Von nun an besetzen die Narren das Rathaus. Bürgermeister Franz Möllering hatte keine Chance. (Foto: Stein)
Er und seine Stellvertreterin Jutta ten Winkel mussten sich schnell geschlagen geben.
Mit dem Taxi nach Hause
Fotostrecke Sturm aufs Rathaus
Als kleines Trostpflaster überreichte Ober-Karnevalist Heinz Schmittwilken (Vorsitzender der Vereinigten Schützengesellschaften) dem Bürgermeister ein rotes Kärtchen zum Umhängen, versehen mit Name und Anschrift des Bürgermeisters. „Falls sie mal orientierungslos sein sollten, kann sie der Taxifahrer wohlbehalten nach Hause bringen“, scherzte Schmittwilken.Neben der Vorstellung aller amtierenden Prinzenpaare hatte der VSG-Vorsitzende noch eine wichtige Bekanntgabe zu machen: Seit Sonntag ist auf Geheiß des Landesamts für Karneval-Brauchtumspflege Paragraph 51 der Verordnung 08/15 über die Teilnahme an Rosenmontagsumzügen in Kraft getreten: „De Nienkiäkske Wind“.
Kritik nach Vorschriften-Wahn
„Jeder, der an einem Rosenmontagsumzug teilnimmt, ist verpflichtet, einen formlosen Antrag auf Teilnahme zu stellen“, erklärte Schmittwilken. „Hinzuzufügen ist beispielsweise eine Beschreibung des Kostüms, das getragen werden soll, ein Tauglichkeits-Zeugnis vom Gesundheitsamt sowie der Einkommenssteuerbescheid des vergangenen Jahres“, sagte er. Indirekt kritisierte der Karnevalist damit den Vorschriften-Wahn, der in den letzten Monaten auf die Schützenvereine zu kam.
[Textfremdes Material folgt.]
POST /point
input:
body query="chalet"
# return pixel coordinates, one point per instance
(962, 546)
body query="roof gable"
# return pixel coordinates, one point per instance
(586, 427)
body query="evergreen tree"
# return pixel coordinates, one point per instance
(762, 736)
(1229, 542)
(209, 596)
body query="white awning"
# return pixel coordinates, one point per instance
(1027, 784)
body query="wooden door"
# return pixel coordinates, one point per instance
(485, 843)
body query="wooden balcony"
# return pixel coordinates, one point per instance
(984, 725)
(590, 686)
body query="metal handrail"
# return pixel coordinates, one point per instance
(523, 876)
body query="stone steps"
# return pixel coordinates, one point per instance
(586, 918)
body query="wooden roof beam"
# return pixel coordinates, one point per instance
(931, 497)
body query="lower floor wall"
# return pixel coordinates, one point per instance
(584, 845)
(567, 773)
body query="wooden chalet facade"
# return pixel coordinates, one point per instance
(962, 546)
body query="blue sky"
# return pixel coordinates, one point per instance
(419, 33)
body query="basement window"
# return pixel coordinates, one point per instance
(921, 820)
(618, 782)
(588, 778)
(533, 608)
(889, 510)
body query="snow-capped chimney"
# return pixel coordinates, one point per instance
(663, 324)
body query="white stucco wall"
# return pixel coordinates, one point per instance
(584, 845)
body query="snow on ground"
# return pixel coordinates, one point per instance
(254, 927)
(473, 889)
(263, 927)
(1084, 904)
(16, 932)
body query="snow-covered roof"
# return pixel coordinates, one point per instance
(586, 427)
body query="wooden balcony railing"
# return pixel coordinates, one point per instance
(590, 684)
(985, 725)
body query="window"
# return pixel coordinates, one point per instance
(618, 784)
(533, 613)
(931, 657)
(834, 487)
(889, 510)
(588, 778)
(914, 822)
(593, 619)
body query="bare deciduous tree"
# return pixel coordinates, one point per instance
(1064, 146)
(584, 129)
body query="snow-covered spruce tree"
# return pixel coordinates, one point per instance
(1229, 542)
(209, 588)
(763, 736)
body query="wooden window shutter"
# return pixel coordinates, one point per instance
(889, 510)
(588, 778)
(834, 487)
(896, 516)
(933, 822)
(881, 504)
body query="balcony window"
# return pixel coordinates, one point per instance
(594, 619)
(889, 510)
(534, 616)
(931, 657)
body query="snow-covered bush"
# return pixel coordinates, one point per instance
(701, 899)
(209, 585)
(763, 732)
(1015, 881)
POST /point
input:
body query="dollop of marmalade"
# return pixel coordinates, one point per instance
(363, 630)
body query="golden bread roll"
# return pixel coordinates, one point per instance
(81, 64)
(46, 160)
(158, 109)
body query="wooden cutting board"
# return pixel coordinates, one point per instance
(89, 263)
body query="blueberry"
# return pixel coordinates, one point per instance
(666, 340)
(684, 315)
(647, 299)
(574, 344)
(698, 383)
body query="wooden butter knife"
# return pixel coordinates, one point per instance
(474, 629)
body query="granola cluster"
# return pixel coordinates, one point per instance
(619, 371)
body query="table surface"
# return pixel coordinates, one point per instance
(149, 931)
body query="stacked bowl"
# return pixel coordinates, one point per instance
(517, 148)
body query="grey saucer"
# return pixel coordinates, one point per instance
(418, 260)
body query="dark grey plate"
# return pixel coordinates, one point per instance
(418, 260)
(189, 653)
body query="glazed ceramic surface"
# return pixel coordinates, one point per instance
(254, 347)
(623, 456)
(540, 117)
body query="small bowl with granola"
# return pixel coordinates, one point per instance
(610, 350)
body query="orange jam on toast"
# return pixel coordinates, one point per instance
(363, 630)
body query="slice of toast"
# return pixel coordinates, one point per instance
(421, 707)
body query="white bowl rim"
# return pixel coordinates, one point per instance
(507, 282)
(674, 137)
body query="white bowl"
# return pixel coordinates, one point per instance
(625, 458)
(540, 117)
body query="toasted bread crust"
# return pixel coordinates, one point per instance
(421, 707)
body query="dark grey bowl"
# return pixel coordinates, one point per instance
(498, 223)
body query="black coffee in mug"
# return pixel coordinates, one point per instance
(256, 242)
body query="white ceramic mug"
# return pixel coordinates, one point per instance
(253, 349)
Muntere Feier in den Kneipen
Doch einen echten Jecken können selbst kuriose Gesetze nicht vom Feiern abhalten. Die Offlumer, die Heithöker, die Sutrum-Harumer, die St. Arnolder – sie alle waren mit dabei am Sonntag, um sich schon einmal für Rosenmontag warm zu feiern. Trotz der Kälte herrschte eine ausgelassene Stimmung auf dem Rathausplatz. Aber dass das Bier gefriert, konnte man natürlich nicht riskieren – weshalb in den Kneipen munter weiter gefeiert wurde.